I have to solve the differential equation using Laplace and find a solution on $[0,\infty)$. the equation is: \begin{equation} y''(t) + y(t) = \delta(t-\pi)\cos(t) \end{equation} With the initial conditions: $y(0) = 0$ and $y'(0) = 1$.
I've tried to solve this by considering the right-handside to be a convolution. I get:
\begin{equation}
Y(s)(s^2+1) = \mathcal{L}[\delta_\pi * \cos(t)] + 1
\end{equation}
Now, I evaluate the convolution as:
\begin{equation}
\mathcal{L}[\delta_\pi * \cos(t)] = \mathcal{L}[\delta\pi]\mathcal{L}[\cos(t)] = e^{-{\pi s}}*\frac{s}{s^2+1}
\end{equation}
This gives me:
\begin{equation}
Y(s) = \frac{se^{-\pi s}}{(s^2+1)^2} + \frac{1}{s^2+1}
\end{equation}
From here, I've tried partial fraction decomposition but the first term is in its simplest form. I don't know how to continue from this point.
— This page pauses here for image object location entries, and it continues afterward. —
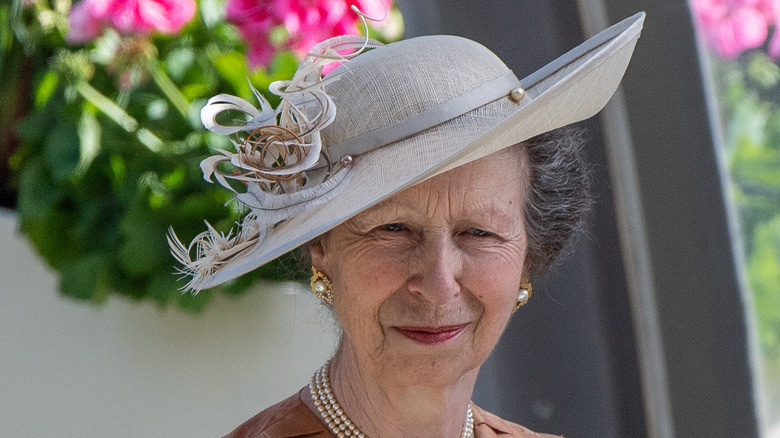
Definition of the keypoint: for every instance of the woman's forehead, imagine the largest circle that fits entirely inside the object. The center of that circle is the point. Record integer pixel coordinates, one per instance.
(490, 186)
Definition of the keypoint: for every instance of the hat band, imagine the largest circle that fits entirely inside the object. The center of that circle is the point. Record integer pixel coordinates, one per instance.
(457, 106)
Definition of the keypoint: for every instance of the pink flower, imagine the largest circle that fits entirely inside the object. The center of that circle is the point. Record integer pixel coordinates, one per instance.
(732, 26)
(308, 22)
(84, 26)
(88, 18)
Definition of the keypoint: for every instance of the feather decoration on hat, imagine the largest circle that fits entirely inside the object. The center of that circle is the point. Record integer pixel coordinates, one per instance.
(279, 159)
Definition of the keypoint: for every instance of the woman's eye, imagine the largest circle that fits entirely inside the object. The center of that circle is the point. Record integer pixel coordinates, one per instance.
(479, 233)
(397, 226)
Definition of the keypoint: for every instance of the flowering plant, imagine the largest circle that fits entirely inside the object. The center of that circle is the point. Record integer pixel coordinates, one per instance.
(744, 38)
(106, 133)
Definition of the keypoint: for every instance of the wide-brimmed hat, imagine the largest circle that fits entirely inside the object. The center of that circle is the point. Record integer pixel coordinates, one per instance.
(382, 121)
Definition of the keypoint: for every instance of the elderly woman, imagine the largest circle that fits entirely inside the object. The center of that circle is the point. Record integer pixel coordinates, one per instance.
(419, 179)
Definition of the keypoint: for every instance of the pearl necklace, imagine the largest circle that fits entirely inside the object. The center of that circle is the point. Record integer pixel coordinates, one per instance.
(335, 417)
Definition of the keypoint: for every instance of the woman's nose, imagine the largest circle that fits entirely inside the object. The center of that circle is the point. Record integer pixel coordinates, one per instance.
(435, 273)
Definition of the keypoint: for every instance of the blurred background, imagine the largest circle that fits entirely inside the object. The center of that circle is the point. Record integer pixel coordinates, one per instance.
(663, 320)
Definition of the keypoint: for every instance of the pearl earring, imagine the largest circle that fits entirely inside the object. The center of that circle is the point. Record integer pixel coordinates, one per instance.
(523, 295)
(321, 286)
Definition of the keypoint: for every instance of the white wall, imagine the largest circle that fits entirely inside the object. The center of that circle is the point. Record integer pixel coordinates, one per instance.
(130, 370)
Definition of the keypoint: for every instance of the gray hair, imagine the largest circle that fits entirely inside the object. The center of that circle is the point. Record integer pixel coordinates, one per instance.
(558, 194)
(558, 197)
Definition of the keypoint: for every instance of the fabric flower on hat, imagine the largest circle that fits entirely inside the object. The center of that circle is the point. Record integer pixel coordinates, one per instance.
(88, 18)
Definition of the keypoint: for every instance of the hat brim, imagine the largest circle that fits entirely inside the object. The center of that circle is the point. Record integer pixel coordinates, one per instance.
(572, 88)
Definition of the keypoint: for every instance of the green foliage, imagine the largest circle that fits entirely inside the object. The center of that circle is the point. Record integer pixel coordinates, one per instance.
(111, 146)
(750, 108)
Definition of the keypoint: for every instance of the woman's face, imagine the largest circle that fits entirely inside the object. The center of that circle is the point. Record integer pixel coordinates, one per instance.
(425, 282)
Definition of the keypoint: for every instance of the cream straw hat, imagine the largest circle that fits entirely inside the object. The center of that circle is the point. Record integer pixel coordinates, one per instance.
(385, 119)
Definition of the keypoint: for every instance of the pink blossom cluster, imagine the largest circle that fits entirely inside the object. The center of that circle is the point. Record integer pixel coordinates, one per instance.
(307, 22)
(732, 26)
(88, 18)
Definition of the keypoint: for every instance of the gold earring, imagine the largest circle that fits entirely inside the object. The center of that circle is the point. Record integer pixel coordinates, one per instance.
(523, 295)
(321, 286)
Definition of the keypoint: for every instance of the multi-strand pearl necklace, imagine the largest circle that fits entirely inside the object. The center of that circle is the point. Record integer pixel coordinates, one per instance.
(335, 417)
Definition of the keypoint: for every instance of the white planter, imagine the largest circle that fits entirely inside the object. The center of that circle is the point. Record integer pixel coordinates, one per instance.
(127, 369)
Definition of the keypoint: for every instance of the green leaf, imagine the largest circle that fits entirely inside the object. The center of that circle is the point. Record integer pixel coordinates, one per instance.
(46, 88)
(85, 278)
(89, 140)
(62, 150)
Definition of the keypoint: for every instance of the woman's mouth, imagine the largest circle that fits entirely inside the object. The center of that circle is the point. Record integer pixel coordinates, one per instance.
(432, 335)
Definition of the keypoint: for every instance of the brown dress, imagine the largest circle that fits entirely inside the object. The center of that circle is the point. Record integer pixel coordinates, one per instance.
(292, 418)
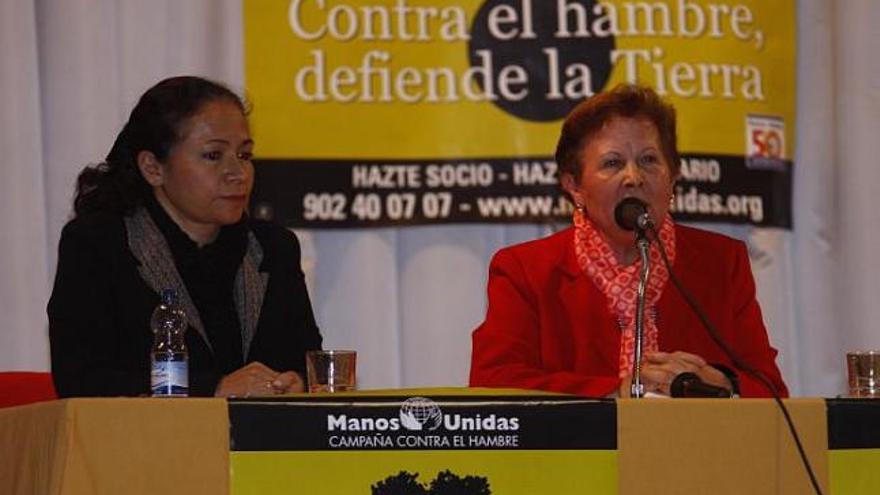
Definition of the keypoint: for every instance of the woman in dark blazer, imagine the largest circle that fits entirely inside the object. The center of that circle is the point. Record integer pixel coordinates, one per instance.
(561, 313)
(166, 209)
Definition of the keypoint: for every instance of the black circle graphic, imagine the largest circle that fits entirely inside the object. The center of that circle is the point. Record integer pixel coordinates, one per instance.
(542, 102)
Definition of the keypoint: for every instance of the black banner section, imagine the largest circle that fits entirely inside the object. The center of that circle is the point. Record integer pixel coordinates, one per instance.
(853, 423)
(421, 423)
(377, 193)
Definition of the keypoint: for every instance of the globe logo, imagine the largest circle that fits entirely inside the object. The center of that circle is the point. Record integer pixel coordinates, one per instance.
(419, 413)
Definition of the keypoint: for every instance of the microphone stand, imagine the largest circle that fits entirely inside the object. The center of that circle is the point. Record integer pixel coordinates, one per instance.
(637, 388)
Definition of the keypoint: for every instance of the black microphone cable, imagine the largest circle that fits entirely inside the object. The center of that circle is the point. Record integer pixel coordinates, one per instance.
(737, 362)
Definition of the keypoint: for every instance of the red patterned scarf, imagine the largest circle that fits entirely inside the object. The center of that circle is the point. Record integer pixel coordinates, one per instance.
(620, 283)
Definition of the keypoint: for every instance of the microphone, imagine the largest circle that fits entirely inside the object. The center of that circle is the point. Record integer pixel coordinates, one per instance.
(690, 385)
(632, 214)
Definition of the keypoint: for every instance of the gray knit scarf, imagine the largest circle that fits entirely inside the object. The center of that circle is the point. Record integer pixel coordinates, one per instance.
(157, 269)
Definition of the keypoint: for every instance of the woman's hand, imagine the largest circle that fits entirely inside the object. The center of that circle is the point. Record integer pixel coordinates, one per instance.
(256, 379)
(659, 369)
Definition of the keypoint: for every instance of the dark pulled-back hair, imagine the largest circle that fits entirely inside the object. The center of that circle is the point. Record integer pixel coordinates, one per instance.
(624, 100)
(156, 124)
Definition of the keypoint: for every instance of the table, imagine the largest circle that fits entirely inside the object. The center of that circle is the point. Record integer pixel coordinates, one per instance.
(514, 443)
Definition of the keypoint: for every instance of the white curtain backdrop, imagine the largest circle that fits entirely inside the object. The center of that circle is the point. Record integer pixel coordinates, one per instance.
(407, 299)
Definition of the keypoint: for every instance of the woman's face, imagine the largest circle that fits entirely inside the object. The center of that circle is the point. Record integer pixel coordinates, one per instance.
(206, 180)
(624, 159)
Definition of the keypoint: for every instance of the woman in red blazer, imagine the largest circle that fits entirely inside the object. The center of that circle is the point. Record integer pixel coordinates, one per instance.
(561, 312)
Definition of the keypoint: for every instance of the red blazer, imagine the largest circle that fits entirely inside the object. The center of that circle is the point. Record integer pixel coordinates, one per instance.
(548, 327)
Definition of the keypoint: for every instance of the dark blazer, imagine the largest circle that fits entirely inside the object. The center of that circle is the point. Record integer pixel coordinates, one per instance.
(100, 309)
(548, 326)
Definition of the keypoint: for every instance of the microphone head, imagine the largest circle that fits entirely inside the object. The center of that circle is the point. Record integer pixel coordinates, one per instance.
(689, 385)
(681, 383)
(628, 212)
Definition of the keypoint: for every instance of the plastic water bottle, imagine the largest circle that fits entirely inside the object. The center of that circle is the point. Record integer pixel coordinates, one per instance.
(170, 373)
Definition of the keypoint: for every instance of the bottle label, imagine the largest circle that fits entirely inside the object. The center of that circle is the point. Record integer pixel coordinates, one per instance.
(170, 379)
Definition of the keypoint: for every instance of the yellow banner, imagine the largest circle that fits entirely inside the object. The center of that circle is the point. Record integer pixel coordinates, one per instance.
(454, 79)
(437, 472)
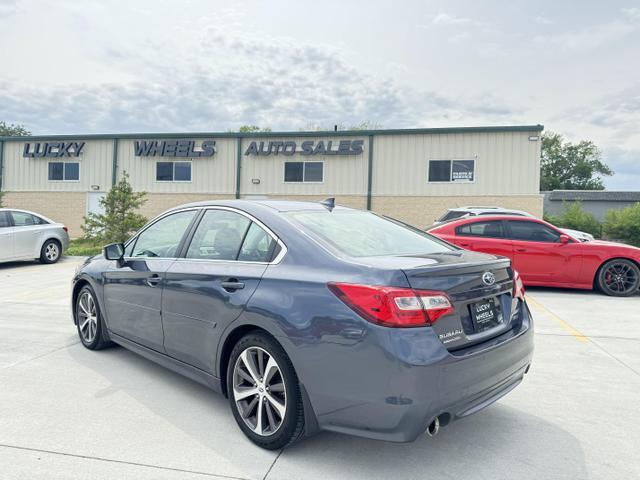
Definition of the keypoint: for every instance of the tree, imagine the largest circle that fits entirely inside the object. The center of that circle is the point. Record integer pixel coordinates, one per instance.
(253, 128)
(568, 166)
(119, 220)
(11, 130)
(576, 218)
NB: My teacher did a one-liner and solved it like this: $\mathcal{L}(y''+y) = (s^2+1)\mathcal{L}[y]-1 = \mathcal{L}[\delta_\pi \cos(t)]$ "which can be rewritten" $\mathcal{L}[y] = \mathcal{L}(\sin(t)+\delta_\pi \cos(t)*\sin(t)$ --(I have no clue what happened after "which can be rewritten") Thanks!
Unfortunately the s-domain expression $Y(s)$ is wrong (provided by @zeeko see above).
Therefore i would like to provide the correct solution.
The laplace transform of the ODE is
$$s^2 Y(s)-s y(0)+Y(s)+e^{-\pi s}-y'(0)=0$$
This results in s-domain $Y(s)$
$$Y(s)\to \frac{e^{-\pi s} \left(e^{\pi s} y'(0)+e^{\pi s} s y(0)-1\right)}{s^2+1}=\frac{y'(0)}{s^2+1}+\frac{s y(0)}{s^2+1}+\frac{e^{-\pi s}}{s^2+1}$$
By inverse Laplace transform we obtain
$$y(t) \to\sin (t) \left(\theta (t-\pi )+y'(0)\right)+y(0) \cos (t)$$
Substituting the initial conditions $y(0)=0$ and $y'(0)=1$ we finally get
$$y(t) \to\sin (t) \left(\theta (t-\pi )+1\right)$$
or as a piecewise function
$$y(t) \to \begin{cases} \sin(t), & 0 \le t < \pi \\ 2\sin(t), & t \ge \pi \\ \end{cases}$$
with $\theta(t)$ as the Heaviside Theta step function.